Aveva 25 anni, e già una buona esperienza di autore teatrale. Nelle Memorie racconta che, sicuro di aver composto un capolavoro che non
avrebbe dovuto che essere adattato per essere un libretto perfetto,
andò – era a Milano – da un suo amico potente, direttore dei
balletti, perché lo esaminasse. Il testo fu esaminato assieme a un
gruppo di cantanti di grido, tra cui spiccava il celebre castrato
Caffariello: non ci fu uno che salvò la fatica del giovanotto da una
bocciatura senza appello.
Accompagnato
il giovane sfiduciato in un’altra stanza, Goldoni si sentì dire:
“Ascoltate,
vi indicherò qualcuna di queste regole, che sono immutabili e che
voi non conoscete.
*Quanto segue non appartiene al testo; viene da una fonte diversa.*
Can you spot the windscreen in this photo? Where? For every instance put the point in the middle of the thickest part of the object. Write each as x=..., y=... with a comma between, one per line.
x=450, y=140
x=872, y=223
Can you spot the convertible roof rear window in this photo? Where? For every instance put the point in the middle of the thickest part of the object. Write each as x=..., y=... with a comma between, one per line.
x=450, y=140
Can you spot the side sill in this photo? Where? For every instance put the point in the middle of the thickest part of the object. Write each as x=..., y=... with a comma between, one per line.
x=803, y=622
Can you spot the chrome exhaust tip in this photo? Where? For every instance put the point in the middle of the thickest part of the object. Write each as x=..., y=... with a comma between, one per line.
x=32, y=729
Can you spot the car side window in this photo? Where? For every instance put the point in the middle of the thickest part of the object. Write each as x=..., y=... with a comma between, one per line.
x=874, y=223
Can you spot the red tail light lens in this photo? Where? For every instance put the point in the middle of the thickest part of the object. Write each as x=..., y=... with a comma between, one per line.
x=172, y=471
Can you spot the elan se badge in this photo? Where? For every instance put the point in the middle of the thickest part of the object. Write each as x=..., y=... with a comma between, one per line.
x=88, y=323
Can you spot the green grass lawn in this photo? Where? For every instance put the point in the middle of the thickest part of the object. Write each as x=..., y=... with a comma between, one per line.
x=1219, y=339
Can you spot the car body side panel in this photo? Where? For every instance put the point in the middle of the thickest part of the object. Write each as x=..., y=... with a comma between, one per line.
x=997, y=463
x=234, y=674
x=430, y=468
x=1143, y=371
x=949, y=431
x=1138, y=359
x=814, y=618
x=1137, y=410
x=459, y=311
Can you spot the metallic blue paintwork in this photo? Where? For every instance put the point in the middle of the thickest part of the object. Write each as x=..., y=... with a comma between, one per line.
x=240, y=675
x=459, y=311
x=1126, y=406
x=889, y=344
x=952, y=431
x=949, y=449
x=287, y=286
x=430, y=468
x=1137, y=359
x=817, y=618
I tre personaggi principali di un Dramma devono
cantare cinque arie a testa: due nel primo atto, due nel secondo, e
una nel terzo. La seconda attrice e il secondo alto possono averne
solo tre, e gli ultimi ruoli devono accontentarsi di una, o al
massimo due. L’autore delle parole deve fornire al musicista le
differenti sfumature che formano il chiaroscuro della musica, e
stare attento che due arie patetiche non vengano uno dopo l’altra;
bisogna alternare, con la stessa precauzione, le arie di
bravura, le arie d’azione,
le arie di mezzi caratteri,
i minuetti e i rondò.”
(Goldoni, Memorie,
pp.148-51).
Tornato
a casa, Goldoni prese il manoscritto e lo gettò nel fuoco.
Morale:
solo chi fa parte di un ambiente teatrale, coi cantanti e il
compositore, può scrivere un buon libretto d’opera. Il librettista
è uno scrittore obbediente. Anche un Racine e un Alfieri, del resto,
lo erano nelle loro tragedie; diversi sono solo gli “Aristoteli”:
non le fatidiche unità di tempo, luogo e azione, ma le esigenze del
compositore e “anche del primo buffo, la prima donna, e più di
qualche volta il secondo, terzo e quarto cantante della compagnia”! (L.
Da Ponte, An Extrat, 1819).
Lo
scrittore obbediente, il risolutore di situazioni impossibili, si
faceva eroico nella scrittura dei finali d’atto, garbuglio rispetto
al quale le regole aristoteliche erano giochetti per infanti:
“In
questo finale devono per teatrale domma comparire in scena tutti i
cantanti, se fosser trecento (…) e se l’intreccio del dramma nol
permette, bisogna che il poeta trovi la strada di farselo permettere,
a dispetto del criterio, della ragione e di tutti gli Aristoteli della
terra.” (Memorie).
E,
una volta finito, il testo non è qualcosa che possa illudersi di
riposare nell’Eden della raggiunta definitezza: quel
testo non esisterà mai: esisteranno solo libretti da adattare
costantemente: alla compagnia e al pubblico, ai cantanti che cambiano
e a qualunque altro accidente: vedi anche le differenze tra il Don
Giovanni di Praga e quello di Vienna…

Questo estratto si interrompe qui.